A second (re)visit to a reference paper I gave to my OxWaSP students for the last round of this CDT joint program. Indeed, this may be my first complete read of Susie Bayarri and Gonzalo Garcia-Donato 2008 Series B paper, inspired by Jeffreys’, Zellner’s and Siow’s proposals in the Normal case. (Disclaimer: I was not the JRSS B editor for this paper.) Which I saw as a talk at the O’Bayes 2009 meeting in Phillie.

The paper aims at constructing formal rules for objective proper priors in testing embedded hypotheses, in the spirit of Jeffreys’ Theory of Probability “hidden gem” (Chapter 3). The proposal is based on symmetrised versions of the Kullback-Leibler divergence κ between null and alternative used in a transform like an inverse power of 1+κ. With a power large enough to make the prior proper. Eventually multiplied by a reference measure (i.e., the arbitrary choice of a dominating measure.) Can be generalised to any intrinsic loss (not to be confused with an intrinsic prior à la Berger and Pericchi!). Approximately Cauchy or Student’s t by a Taylor expansion. To be compared with Jeffreys’ original prior equal to the derivative of the atan transform of the root divergence (!). A delicate calibration by an effective sample size, lacking a general definition.

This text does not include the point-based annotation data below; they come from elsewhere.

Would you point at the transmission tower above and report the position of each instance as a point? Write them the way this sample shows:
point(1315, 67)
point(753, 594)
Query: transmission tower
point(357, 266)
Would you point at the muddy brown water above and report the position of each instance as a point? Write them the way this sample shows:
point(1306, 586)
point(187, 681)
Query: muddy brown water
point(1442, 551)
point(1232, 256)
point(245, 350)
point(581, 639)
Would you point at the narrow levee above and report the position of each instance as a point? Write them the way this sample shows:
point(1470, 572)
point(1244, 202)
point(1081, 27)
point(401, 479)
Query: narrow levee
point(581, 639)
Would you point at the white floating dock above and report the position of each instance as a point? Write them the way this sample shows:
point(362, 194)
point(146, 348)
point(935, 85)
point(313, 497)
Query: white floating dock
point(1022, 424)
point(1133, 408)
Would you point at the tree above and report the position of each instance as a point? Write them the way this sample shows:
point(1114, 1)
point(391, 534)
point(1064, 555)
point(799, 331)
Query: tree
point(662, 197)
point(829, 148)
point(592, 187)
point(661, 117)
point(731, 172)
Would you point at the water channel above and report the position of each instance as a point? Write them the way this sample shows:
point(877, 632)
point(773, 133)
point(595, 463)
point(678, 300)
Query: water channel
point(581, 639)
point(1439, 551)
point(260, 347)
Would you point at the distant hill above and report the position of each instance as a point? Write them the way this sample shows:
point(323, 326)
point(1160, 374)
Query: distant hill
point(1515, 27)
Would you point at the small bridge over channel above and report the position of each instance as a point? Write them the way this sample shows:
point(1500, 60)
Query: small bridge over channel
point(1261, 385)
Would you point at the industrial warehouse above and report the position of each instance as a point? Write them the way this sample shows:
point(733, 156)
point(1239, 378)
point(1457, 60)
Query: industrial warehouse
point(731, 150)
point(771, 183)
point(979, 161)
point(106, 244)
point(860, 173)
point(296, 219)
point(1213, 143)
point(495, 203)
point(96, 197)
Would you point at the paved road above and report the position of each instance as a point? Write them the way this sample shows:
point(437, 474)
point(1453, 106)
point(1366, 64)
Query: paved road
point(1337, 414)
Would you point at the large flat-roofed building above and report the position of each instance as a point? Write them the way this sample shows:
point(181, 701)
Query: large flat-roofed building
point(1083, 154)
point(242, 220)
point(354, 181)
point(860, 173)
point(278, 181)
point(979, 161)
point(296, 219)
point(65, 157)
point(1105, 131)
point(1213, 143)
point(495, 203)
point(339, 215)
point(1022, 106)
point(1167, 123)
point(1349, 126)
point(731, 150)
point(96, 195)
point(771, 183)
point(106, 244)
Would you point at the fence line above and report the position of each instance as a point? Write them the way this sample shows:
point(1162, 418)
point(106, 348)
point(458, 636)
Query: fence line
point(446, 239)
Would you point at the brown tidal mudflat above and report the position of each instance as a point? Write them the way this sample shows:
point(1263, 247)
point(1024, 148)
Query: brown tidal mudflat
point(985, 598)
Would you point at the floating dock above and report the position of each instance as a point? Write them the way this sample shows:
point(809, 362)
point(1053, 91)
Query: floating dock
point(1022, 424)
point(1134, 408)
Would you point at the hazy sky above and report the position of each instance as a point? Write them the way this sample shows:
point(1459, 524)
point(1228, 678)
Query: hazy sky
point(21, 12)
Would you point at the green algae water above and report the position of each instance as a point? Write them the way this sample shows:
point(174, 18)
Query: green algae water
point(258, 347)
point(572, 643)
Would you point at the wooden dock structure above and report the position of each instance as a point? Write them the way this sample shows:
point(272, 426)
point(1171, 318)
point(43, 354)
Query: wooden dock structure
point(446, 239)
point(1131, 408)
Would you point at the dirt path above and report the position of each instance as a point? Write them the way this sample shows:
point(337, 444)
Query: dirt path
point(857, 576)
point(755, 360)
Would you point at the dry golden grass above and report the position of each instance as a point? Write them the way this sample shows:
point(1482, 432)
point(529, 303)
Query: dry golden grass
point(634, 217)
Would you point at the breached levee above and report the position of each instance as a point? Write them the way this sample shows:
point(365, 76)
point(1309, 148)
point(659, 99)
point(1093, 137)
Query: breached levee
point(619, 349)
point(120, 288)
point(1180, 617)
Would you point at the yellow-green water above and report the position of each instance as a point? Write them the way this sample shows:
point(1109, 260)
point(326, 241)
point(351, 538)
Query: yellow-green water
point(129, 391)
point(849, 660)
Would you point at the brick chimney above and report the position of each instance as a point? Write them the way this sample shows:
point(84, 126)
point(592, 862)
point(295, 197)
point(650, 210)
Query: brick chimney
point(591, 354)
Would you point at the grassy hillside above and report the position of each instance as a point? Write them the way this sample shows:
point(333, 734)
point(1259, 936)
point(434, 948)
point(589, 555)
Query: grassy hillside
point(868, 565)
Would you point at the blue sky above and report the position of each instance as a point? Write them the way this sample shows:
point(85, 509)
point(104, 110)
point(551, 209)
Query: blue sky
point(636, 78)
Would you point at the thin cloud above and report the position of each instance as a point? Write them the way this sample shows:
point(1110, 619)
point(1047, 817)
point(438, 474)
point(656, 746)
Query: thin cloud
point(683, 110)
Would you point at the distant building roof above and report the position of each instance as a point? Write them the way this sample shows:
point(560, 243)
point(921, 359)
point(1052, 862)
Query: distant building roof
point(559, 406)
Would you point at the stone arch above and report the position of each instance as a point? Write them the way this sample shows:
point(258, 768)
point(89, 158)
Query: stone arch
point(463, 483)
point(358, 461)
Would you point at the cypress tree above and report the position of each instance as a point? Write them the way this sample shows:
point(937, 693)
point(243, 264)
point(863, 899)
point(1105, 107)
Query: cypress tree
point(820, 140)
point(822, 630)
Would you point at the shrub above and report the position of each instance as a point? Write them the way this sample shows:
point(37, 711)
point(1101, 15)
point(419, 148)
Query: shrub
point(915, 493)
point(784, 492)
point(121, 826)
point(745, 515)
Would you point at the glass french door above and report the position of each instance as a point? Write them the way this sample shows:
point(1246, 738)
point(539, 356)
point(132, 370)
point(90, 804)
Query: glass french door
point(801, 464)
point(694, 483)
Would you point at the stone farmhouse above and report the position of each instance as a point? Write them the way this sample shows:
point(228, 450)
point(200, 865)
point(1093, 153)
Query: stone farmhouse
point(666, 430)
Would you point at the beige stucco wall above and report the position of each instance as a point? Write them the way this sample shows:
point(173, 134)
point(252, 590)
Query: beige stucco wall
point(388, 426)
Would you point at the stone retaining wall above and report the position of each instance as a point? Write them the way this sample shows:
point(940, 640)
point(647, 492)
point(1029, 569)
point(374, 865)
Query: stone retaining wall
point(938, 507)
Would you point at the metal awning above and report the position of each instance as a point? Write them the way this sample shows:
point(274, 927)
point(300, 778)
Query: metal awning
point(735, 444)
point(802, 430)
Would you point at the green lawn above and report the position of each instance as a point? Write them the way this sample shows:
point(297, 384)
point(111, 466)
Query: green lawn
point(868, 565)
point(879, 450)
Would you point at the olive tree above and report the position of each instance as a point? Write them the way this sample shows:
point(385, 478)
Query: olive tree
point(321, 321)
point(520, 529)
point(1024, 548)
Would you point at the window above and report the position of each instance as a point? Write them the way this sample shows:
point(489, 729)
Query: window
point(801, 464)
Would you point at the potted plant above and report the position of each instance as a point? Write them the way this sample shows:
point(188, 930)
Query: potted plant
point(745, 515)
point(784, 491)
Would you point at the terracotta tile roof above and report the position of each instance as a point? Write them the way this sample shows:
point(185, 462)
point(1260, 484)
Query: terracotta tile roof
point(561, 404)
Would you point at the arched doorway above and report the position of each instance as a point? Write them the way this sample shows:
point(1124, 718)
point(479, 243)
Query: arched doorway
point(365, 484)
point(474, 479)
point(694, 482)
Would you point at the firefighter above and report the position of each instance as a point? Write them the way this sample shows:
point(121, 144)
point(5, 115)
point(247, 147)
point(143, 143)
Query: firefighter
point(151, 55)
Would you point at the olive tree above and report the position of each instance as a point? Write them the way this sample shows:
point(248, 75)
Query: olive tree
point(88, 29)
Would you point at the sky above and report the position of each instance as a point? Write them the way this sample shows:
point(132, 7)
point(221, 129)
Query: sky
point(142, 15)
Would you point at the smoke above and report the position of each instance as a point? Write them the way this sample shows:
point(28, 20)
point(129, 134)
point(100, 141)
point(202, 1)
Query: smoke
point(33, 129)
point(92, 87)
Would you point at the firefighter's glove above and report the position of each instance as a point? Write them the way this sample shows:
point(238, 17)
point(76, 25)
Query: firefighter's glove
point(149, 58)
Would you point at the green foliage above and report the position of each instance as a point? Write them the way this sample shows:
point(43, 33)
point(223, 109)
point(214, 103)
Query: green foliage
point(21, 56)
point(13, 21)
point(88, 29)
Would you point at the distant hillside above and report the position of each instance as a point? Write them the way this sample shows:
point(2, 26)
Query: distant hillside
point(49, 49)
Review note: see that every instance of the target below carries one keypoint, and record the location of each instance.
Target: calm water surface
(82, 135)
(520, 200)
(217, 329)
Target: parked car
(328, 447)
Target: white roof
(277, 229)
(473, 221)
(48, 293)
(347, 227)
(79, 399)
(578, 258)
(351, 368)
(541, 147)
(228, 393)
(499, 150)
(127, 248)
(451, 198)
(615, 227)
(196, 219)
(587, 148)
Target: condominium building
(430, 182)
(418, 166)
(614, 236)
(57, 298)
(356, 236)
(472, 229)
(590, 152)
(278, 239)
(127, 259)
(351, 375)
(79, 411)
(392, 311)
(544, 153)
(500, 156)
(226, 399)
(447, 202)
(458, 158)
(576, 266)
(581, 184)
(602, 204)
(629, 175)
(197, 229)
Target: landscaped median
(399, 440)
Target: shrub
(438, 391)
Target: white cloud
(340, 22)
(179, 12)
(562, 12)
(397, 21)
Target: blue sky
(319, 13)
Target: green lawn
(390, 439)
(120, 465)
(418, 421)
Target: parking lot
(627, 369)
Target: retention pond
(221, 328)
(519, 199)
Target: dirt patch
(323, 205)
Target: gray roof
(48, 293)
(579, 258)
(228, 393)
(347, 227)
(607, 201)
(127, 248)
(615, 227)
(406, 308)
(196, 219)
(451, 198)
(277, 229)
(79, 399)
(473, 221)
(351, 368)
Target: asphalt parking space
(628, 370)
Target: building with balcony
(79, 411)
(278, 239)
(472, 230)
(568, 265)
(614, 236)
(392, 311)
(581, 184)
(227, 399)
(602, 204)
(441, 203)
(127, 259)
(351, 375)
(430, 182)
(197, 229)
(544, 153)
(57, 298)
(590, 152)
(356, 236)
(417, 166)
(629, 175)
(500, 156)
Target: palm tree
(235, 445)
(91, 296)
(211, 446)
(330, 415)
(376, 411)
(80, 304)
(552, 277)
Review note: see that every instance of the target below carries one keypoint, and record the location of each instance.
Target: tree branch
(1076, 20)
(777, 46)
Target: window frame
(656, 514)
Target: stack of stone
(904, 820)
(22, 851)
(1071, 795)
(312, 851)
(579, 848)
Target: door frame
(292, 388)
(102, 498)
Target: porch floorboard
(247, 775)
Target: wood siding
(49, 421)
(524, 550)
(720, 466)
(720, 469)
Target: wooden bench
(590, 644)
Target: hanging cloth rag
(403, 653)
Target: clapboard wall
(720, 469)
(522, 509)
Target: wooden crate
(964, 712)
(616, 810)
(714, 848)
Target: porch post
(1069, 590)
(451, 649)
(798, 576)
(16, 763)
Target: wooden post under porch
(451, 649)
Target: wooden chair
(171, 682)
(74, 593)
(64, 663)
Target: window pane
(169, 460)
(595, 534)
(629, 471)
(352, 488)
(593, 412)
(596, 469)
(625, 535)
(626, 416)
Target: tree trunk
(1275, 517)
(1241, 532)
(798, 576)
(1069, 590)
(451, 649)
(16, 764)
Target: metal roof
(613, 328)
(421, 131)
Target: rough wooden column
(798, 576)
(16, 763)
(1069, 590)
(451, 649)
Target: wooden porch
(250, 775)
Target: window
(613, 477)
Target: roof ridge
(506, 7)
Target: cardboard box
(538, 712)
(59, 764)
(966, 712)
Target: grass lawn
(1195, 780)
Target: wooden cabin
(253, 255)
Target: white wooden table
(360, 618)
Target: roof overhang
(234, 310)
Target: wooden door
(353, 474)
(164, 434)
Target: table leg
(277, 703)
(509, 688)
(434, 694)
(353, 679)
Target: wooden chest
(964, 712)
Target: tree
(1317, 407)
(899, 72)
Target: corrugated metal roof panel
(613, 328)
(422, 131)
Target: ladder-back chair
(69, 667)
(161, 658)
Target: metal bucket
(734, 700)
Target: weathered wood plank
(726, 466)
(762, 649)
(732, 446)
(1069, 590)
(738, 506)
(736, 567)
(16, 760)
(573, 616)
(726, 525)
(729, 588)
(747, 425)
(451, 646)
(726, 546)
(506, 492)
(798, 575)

At the start the authors rightly insist on having the nuisance parameter v to differ for each model but… as we all often do they relapse back to having the “same ν” in both models for integrability reasons. Nuisance parameters make the definition of the divergence prior somewhat harder. Or somewhat arbitrary. Indeed, as in reference prior settings, the authors work first conditional on the nuisance then use a prior on ν that may be improper by the “same” argument. (Although conditioning is not the proper term if the marginal prior on ν is improper.)

The paper also contains an interesting case of the translated Exponential, where the prior is L¹ Student’s t with 2 degrees of freedom. And another one of mixture models albeit in the simple case of a location parameter on one component only.